Silently the accountant handed over the green folder, open to a pageful of figures. Winifred scanned it, then nodded to Dr. Svenson. “Satisfactory, on the whole, wouldn’t you say, President?” she said. “But there’s one I want to get rid of right away.”

“Ah yes,” Sopwith replied. “You’re referring, of course, to Golden Apples. You doubtless recall my mentioning to you a while back that the company, while holding steady and continuing to pay a small dividend, hasn’t increased its profits for the past several years. This is a very shaky situation, Miss Binks. I strongly suggest we dump Golden Apples before it takes a nosedive and reinvest the proceeds in a company that offers a more satisfactory return.”

“Indeed?” said Winifred. “And what would you recommend?”

“Well, I’ve given that question a good deal of thought. Considering that Golden Apples is a packer and distributor of what are currently known as—ah—natural foods, and considering the current popular interest in healthful nutrition, I should say we ought to reinvest your proceeds with a similar company in which you already have a relatively small holding. Lackovites is a younger, more aggressive firm which has leaped far ahead of Golden Apples in sales during the past few years. Show Miss Binks the figures on Lackovites, Tangent.”

Wordlessly the accountant opened one of his file folders and handed the heiress a balance sheet on Lackovites. She took a cursory glance and handed it over to Svenson.

“Very impressive, but they fail to show one factor which you also don’t appear to have taken into account, Mr. Sopwith. You mentioned Golden Apples once before. Since then, I’ve done a bit of looking into the matter myself. I find that Golden Apples products are highly regarded by nutritionists as being of exceptional quality and flavor. The company’s packaging, distribution, and advertising leave much to be desired.
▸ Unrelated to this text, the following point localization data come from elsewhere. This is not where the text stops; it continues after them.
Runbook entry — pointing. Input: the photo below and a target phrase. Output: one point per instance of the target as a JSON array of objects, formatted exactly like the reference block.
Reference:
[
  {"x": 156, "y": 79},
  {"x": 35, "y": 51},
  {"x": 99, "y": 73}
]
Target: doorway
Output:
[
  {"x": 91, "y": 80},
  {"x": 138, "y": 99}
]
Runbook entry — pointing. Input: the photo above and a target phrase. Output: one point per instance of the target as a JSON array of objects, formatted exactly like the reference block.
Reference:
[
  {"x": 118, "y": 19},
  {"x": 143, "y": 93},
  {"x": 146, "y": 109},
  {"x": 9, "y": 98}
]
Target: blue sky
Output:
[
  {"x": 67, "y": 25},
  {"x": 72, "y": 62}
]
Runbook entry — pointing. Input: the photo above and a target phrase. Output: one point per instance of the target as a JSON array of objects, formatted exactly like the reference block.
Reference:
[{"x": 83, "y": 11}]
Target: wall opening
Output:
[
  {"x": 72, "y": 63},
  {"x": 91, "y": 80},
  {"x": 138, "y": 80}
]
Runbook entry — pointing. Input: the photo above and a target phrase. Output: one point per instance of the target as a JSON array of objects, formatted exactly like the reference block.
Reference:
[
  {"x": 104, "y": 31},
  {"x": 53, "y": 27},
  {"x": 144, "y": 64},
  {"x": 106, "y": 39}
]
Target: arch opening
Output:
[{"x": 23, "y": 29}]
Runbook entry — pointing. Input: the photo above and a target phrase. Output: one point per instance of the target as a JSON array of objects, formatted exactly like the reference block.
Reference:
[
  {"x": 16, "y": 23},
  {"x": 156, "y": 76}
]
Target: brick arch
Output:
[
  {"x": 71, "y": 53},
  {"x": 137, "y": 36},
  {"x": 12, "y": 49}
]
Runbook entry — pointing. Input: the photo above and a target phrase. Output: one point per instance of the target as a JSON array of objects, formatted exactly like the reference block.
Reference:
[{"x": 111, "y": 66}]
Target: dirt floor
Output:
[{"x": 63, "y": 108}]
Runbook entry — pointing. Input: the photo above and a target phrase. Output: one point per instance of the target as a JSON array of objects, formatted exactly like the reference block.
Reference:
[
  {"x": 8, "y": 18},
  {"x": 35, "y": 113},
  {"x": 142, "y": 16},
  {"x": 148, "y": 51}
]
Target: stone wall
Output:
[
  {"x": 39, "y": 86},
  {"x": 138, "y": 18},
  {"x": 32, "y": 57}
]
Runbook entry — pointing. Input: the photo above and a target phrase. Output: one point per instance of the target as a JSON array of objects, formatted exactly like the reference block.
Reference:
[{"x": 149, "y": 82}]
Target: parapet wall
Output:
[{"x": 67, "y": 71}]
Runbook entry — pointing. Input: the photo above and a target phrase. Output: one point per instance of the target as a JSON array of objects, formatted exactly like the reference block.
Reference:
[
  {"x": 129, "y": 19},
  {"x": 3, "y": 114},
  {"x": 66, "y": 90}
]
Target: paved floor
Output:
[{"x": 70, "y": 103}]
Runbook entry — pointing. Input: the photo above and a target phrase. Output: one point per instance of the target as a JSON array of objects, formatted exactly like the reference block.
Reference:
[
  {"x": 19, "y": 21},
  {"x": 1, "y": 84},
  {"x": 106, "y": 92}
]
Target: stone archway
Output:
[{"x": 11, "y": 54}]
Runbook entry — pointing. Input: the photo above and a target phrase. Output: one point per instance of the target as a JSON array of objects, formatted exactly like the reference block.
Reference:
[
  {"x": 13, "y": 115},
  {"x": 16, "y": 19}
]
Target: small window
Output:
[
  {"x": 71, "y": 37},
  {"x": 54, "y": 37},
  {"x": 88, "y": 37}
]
This seems to be because their rigidly maintained quality standards require them to buy top-quality ingredients that raise their overhead and eat into their profit margin, leaving them without the capital to compete aggressively. The consequence is that while they hold on to their customers, they don’t attract enough new ones.”

“That’s why I—”

“Let me finish, Mr. Sopwith. Lackovites, on the other hand, has superb packaging, extensive advertising, and an extremely aggressive sales force. They’ve been taking advantage of that growing interest in natural foods you mentioned to attract a great many new customers, and they’ve been succeeding so far because people are often too ready to accept ballyhoo as fact. However, the word’s begun to get around that their so-called secret magic ingredients are mainly cornstarch and sawdust. Inferior-grade sawdust, at that.”

“But Miss Binks—”

“In short, Mr. Sopwith, that Lackovites bunch are nothing but a pack of opportunists out to make a killing. They can still attract customers but they can’t keep them because their goods are deplorably bad, and I’m mortally ashamed to have any connection with them. What I want you to do the very first thing Monday morning, Mr. Sopwith, is to dump every share of Lackovites I own before the market starts to fall, and reinvest every penny in Golden Apples.”